Ano de 2020. Jules Rimet ou 7×1?

Ano de 2020. Jules Rimet ou 7×1?

Roberto Dumas*

10 de julho de 2020 | 07h00

Roberto Dumas. FOTO: DIVULGAÇÃO

Futebol arte, futebol moleque, futebol criança. A copa de 70 há 50 anos nos causa certa nostalgia. Com as alegrias, lembramos também das mazelas dos governos militares tentando cercear a. população de informações “secretas”. Em 1974 surgia a epidemia de meningite, ainda me lembro. No começo nada demais, mas depois, nem sair de casa para uma festa com aglomeração era possível. Alguma coincidência com os dias de hoje? Tirando o tricampeonato de futebol no México em 1970 pelo 7×1 no Mineirão, parece que pouca coisa mudou.

O governo agora parece querer minimizar a doença para não assustar e derrubar a economia e depois percebe o estrago ocasionado na esfera da saúde e da própria economia. Em tempo, o governo militar da época reconheceu o problema, mas mesmo depois de derretermos a taça Jules Rimet, o Brasil ainda continua politizando uma crise de saúde.

Como se não bastasse, sem juízo de valor aqui, o Brasil entrou em uma guerra mesquinha entre executivo, legislativo e judiciário. E enquanto discutimos se devemos passar a “boiada” na legislação ambiental e zombamos do nosso maior parceiro comercial, a China, ainda perguntam se sairemos dessa crise rapidamente.

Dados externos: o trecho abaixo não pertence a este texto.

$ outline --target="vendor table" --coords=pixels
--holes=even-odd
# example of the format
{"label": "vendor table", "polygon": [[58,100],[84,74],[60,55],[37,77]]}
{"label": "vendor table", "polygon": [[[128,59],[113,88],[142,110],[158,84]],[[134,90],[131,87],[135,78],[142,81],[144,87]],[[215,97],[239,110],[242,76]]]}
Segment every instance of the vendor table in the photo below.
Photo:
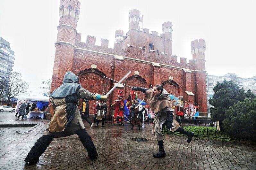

Pelo lado de nossas relações exteriores estamos armando cada vez mais a retórica de outras nações parceiras, de que qualquer acordo comercial do Mercosul deverá vir acompanhada de uma reviravolta em nossa política ambiental, que tende a prejudicar o nosso agronegócio. Meias verdades ou não cumpre ao governo mostrar iniciativas propositivas nesse sentido e não responder com mais arrogância. Pois é exatamente isso que os nossos competidores do agronegócio querem. Infelizmente mordemos a isca, pondo ainda em risco a ratificação pelas 27 nações europeias do acordo de livre comércio entre o Mercosul e a União Europeia. Mal agouro para o setor do agronegócio. Se juntarmos os desmandos de algumas autoridades com posts deselegantes, chega a dar calafrios nos players do único segmento que logra ter algum crescimento no Brasil.

Mas e 2021? Teremos a América Latina deverá ter uma recuperação em “V” ou em formato de “nike“, comumente usados por muitos economistas? Ora, mesmo em momentos de lua de mel entre os três poderes, no início do governo brasileiro, infelizmente conseguimos aprovar apenas uma reforma que realmente endereçasse um pouco a dinâmica explosiva da nossa dívida pública. Louros ao ministro Paulo Guedes, jogado na cova dos leões e ainda sozinho, sem nenhum bravateiro da família para ajudá-lo. Há de se considerar dois riscos cruciais, que podem pavimentar ou enterrar nossa recuperação para 2021: Ao observar que de fato teremos nosso PIB ceifado um pouco mais do que 7.5% em 2020, qual o risco do executivo querer dar uma guinada fiscal irresponsável, jogando todas as fichas em um novo “plano Brasil”? Nesse caso a curva de juros deve se inclinar suscitando o famoso crowding out effect em investimentos privados e consumo. Ideia já tentada e fracassada no passado inúmeras vezes. Outro risco não menos importante: Em que pese uma nova aproximação do executivo com o centrão, e levando em consideração as manifestações contra o congresso “on a weekly basis”, qual será a vontade do legislativo em aprovar as reformas tão necessárias, que colocariam o pais em uma trajetória ascendente, justamente na largada da corrida presidencial?

Enfrentamos uma crise de saúde, política e econômica sem um plano conjunto entre os três poderes e outras instâncias governamentais. Nem um protocolo único de saúde temos. Urge que o país pense em como quer sair dessa crise e não desprezar os riscos expostos acima. Ainda há tempo.

Confesso que Colômbia e Peru poderão ter uma recuperação mais rápida dada suas contas fiscais mais acertadas. Receio maior ainda corre na Argentina, que continua suas tratativas com seus credores e alguns desacertos em sua política econômica, como congelamento de preços para controlar a inflação. Ora, los Hermanos esqueceram o plano Austral? Esqueceram o nosso Plano Cruzado? Congelamento de preços abaixo do nível de equilíbrio apenas suscita uma menor oferta de bens e serviços, causando uma deterioração ainda maior no bem estar da população. Se compararmos a recuperação da América Latina com os países da zona do Euro, que não tem política fiscal única e nem política cambial para cada país, talvez nossos irmãos logrem sair melhor que eles e até que o Japão, mas dificilmente teremos uma recuperação econômica mais rápida do que os norte-americanos e os chineses. Tristes trópicos!